Captured by Abstractions
The capacity to abstract is what allows us to pull back from our perceptions and look at the world as if from a distance. We can form clear and distinct conceptions about things, form judgments, and then act. In this respect the ability to abstract is a central feature of being human. But like all gifts and strengths, our capacity to form abstract concepts is a double-edged sword when it becomes too dominant and habitual. If we do not consciously attend to how we form abstractions and then remain aware of their relation to experience, they tend to take on a life of their own. As a result, we run the danger of attending more to the abstractions themselves than to the world they are meant to illuminate. In this essay I focus on this shadow side of abstraction.
Here is an extreme description of the world in terms of abstractions by the contemporary philosopher Paul Churchland:
The red surface of an apple does not look like a matrix of molecules reflecting photons at certain critical wave lengths, but that is what it is. The sound of a flute does not sound like a compression wave train in the atmosphere, but that is what it is. The warmth of the summer air does not feel like the mean kinetic energy of millions of tiny molecules, but that is what it is. (Churchland 1988, p. 15)

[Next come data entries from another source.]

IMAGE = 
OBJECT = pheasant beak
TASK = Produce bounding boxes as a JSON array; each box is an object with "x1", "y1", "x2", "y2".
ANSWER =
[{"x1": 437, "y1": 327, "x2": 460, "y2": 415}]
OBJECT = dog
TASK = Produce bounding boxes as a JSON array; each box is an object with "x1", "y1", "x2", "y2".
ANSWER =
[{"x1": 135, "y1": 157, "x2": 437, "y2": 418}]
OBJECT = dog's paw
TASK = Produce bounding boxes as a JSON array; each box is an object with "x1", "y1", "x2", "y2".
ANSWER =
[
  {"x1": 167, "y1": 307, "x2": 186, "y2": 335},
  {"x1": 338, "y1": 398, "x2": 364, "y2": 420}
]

For Churchland “reality” — the “is-ness” of things — consists of the high-level abstractions of science. The apples we see and taste, the melody we hear, and the warmth we sense are all only appearances, mere subjective semblances of true physical reality.
And what about our own inwardness? Neuroscientist Antonio Damasio, writing in Nature, has an answer:
An emotion, be it happiness or sadness, embarrassment or pride, is a patterned collection of chemical neural responses that is produced by the brain when it detects the presence of an emotionally competent stimulus. (Damasio 2001, p. 781)
So, on this view, the world we experience — all the colors and sounds, smells and tastes — are phantoms of moving molecules, and the joy of eating juicy grapes is “in reality” a chemical response of the brain. This way of viewing things is widely pervasive in science, science education, and science journalism. In one way or another it comes to inform the way most people today learn to think about the world.
When we raise abstractions onto the pedestal of “primary reality,” we have forgotten how such concepts arise. Concepts such as “molecule,” “atom,” or “chemical neural responses” develop as the thinking human mind questions the phenomenal world and interacts with it through the experimental method. These concepts are woven out of a rich fabric of theory and experience. When we focus our attention only on the end result, isolated from the rest of the process, we end up with thing-like concepts of atoms and molecules. The problem is that scientific training often does not teach us to pay attention to how concepts are formed. Rather, since we usually learn them as abstractions already separated from their genesis — from their actual scientific and human context — we view them as if they were object-like facts of the world, more real than everything else because they can be so clearly conceived.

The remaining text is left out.